If a molecule, or any conformation of a molecule, contains a plane of symmetry, then the molecule is not chiral (achiral).
The all hydrocarbon [2]catenane will be achiral. The molecule contains a plane of symmetry; picture a plane that contains one of the rings and bisects the other ring. In the following image, you can see that the plane of the screen contains the ring on the right and bisects the ring on the left.
![A [2]catenane](https://cdn.statically.io/img/i.sstatic.net/Gt8Vj.gif)
You might say that if we replaced the circles with cyclohexane rings, because of their chair-like shape, the plane of symmetry is lost. That is true, but you can flatten one of the cyclohexane rings and the plane of symmetry is restored. Remember, if any thermally accessible conformation of a molecule is achiral, then the molecule is achiral.
Sometimes it helps to build a model or use a Newman projection to help with the stereochemical analysis. Here is such a projection for your chloro-[2]catenane. Note that it still possesses a plane of symmetry (a plane perpendicular to the screen).
![enter image description here](https://cdn.statically.io/img/i.sstatic.net/wEQZe.jpg)

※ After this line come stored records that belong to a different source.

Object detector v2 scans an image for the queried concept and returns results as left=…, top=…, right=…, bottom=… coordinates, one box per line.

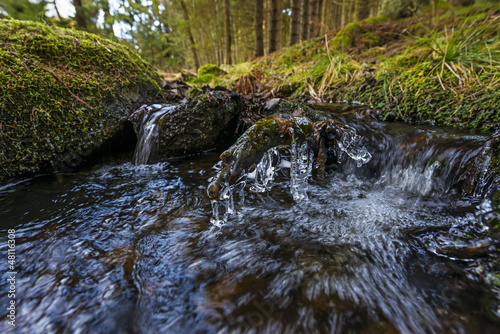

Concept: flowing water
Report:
left=0, top=105, right=500, bottom=333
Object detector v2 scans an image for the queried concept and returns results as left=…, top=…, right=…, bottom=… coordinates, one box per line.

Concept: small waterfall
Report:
left=336, top=126, right=372, bottom=167
left=210, top=130, right=371, bottom=227
left=134, top=104, right=175, bottom=165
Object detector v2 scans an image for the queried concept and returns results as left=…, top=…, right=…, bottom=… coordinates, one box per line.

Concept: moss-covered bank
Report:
left=0, top=20, right=161, bottom=181
left=220, top=2, right=500, bottom=130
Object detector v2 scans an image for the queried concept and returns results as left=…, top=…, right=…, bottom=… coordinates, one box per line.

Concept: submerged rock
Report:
left=0, top=20, right=162, bottom=181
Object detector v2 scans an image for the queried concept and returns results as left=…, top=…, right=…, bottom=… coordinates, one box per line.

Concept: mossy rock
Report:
left=198, top=64, right=226, bottom=76
left=0, top=20, right=161, bottom=181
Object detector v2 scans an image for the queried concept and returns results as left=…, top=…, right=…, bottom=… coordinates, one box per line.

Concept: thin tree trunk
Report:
left=73, top=0, right=87, bottom=29
left=314, top=0, right=325, bottom=37
left=301, top=0, right=309, bottom=41
left=179, top=0, right=200, bottom=70
left=290, top=0, right=300, bottom=45
left=224, top=0, right=232, bottom=65
left=308, top=0, right=319, bottom=38
left=269, top=0, right=279, bottom=53
left=254, top=0, right=264, bottom=58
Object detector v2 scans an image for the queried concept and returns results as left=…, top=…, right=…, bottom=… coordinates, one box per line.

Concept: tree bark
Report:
left=269, top=0, right=279, bottom=53
left=179, top=0, right=200, bottom=70
left=308, top=0, right=319, bottom=38
left=290, top=0, right=300, bottom=45
left=224, top=0, right=232, bottom=65
left=301, top=0, right=309, bottom=41
left=254, top=0, right=266, bottom=58
left=73, top=0, right=87, bottom=29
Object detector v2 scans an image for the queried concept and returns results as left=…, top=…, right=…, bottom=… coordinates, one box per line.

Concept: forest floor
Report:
left=191, top=3, right=500, bottom=131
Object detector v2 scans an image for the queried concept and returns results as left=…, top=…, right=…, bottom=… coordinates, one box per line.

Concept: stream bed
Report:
left=0, top=103, right=500, bottom=333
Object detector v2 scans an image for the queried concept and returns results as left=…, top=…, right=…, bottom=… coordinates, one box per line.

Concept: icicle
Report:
left=249, top=147, right=280, bottom=193
left=290, top=140, right=313, bottom=201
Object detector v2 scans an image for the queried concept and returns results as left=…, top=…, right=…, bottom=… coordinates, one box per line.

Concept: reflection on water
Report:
left=0, top=111, right=498, bottom=333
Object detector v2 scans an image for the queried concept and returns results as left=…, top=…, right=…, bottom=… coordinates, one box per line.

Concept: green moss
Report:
left=0, top=20, right=160, bottom=180
left=198, top=64, right=226, bottom=76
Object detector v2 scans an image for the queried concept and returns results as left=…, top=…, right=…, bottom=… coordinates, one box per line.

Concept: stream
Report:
left=0, top=103, right=500, bottom=333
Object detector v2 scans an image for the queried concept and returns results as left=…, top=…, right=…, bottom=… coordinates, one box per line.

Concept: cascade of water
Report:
left=210, top=175, right=247, bottom=227
left=336, top=127, right=372, bottom=167
left=134, top=104, right=175, bottom=165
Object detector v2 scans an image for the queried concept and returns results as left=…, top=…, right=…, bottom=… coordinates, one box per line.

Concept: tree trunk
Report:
left=179, top=0, right=200, bottom=70
left=73, top=0, right=87, bottom=29
left=308, top=0, right=319, bottom=38
left=269, top=0, right=280, bottom=53
left=290, top=0, right=300, bottom=45
left=254, top=0, right=264, bottom=58
left=301, top=0, right=309, bottom=41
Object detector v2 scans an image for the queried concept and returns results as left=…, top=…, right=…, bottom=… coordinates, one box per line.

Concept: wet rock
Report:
left=0, top=20, right=163, bottom=182
left=129, top=90, right=244, bottom=163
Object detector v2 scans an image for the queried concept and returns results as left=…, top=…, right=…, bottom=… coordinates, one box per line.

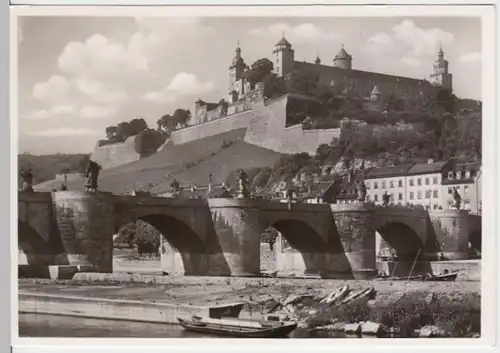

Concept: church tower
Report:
left=273, top=35, right=294, bottom=77
left=430, top=47, right=453, bottom=91
left=333, top=44, right=352, bottom=70
left=229, top=42, right=246, bottom=102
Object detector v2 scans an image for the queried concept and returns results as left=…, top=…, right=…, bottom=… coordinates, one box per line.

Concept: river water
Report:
left=19, top=314, right=214, bottom=338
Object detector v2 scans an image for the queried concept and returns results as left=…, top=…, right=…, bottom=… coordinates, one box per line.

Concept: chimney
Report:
left=347, top=170, right=353, bottom=183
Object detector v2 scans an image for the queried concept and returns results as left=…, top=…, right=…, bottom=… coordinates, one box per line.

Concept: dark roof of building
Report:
left=276, top=36, right=291, bottom=47
left=365, top=163, right=415, bottom=179
left=372, top=85, right=382, bottom=95
left=408, top=161, right=450, bottom=175
left=335, top=47, right=352, bottom=59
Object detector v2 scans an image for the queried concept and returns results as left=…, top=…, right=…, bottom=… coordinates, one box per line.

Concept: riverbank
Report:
left=19, top=274, right=481, bottom=335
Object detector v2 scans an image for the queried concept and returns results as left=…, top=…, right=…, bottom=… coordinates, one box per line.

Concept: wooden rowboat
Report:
left=425, top=272, right=458, bottom=282
left=177, top=316, right=297, bottom=338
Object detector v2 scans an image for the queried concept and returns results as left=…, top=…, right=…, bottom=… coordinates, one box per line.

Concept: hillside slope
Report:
left=35, top=129, right=282, bottom=193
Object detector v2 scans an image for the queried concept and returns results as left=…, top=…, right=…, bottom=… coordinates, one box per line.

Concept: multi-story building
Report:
left=365, top=160, right=454, bottom=210
left=229, top=37, right=452, bottom=103
left=441, top=163, right=482, bottom=213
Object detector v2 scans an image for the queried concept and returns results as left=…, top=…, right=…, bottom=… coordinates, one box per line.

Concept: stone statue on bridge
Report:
left=357, top=180, right=366, bottom=202
left=382, top=191, right=391, bottom=207
left=238, top=169, right=250, bottom=198
left=170, top=179, right=181, bottom=196
left=453, top=188, right=462, bottom=210
left=85, top=160, right=101, bottom=191
left=19, top=168, right=33, bottom=192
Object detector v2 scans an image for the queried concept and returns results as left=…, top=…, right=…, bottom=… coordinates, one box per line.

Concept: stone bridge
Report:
left=18, top=191, right=481, bottom=278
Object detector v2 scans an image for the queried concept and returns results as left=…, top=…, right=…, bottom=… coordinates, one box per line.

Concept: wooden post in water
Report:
left=408, top=248, right=422, bottom=279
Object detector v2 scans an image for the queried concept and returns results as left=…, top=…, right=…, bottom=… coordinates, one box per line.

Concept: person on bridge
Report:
left=19, top=168, right=33, bottom=192
left=85, top=160, right=101, bottom=191
left=453, top=187, right=462, bottom=210
left=382, top=191, right=391, bottom=207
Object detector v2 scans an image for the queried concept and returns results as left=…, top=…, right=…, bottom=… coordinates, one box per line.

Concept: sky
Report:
left=18, top=16, right=481, bottom=154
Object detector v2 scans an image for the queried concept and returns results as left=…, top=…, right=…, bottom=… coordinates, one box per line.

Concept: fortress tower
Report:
left=273, top=35, right=294, bottom=77
left=430, top=47, right=453, bottom=91
left=229, top=42, right=246, bottom=102
left=333, top=44, right=352, bottom=70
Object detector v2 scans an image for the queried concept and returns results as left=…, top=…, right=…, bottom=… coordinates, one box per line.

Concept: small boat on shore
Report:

If we go further and add another chlorine atom, but now to the back ring, then the molecule becomes chiral — just like 1,3-dichloroallene.
Regarding:
The compounds attached seem to be enantiomers. I don't see how by rotation they could be super-imposable.

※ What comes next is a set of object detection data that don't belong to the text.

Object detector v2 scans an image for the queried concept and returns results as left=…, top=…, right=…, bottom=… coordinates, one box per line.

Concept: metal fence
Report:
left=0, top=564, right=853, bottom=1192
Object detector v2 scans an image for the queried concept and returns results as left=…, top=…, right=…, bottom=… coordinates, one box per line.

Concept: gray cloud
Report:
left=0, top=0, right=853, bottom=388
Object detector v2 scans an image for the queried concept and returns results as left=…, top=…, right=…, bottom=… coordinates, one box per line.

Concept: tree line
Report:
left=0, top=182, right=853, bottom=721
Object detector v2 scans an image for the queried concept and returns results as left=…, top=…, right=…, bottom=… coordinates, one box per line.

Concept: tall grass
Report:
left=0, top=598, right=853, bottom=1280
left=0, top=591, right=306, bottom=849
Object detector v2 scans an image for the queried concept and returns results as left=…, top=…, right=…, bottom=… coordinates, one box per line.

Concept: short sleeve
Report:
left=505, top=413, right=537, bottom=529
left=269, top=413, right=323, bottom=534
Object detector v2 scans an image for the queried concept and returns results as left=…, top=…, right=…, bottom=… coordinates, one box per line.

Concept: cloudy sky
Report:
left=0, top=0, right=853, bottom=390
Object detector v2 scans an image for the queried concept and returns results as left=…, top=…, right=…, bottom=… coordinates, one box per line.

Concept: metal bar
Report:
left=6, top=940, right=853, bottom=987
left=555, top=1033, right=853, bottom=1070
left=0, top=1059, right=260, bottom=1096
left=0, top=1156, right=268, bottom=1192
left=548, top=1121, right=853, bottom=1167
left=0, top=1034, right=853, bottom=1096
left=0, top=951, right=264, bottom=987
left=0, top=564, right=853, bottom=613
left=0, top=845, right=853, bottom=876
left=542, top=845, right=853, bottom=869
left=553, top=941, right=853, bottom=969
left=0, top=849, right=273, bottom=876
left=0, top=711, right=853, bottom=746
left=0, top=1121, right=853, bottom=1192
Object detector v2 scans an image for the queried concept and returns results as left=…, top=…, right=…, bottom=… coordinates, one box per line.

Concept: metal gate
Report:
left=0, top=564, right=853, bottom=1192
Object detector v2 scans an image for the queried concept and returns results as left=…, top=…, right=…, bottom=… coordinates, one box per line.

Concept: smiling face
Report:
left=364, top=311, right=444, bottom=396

Look at the bottom figure in my second drawing. I've taken your interlocking 5- and 6-membered catenane and rotated the 6-membered ring a bit further along (a conformational isomer; remember, as I mentioned above, if a molecule, or any conformation of a molecule, contains a plane of symmetry, then the molecule is not chiral [achiral]). The plane of the screen now contains the 5-membered ring and it bisects the cyclohexane ring. The plane of the screen also contains the methyl group. The plane of the screen is a symmetry element of this molecule; therefore this molecule is achiral.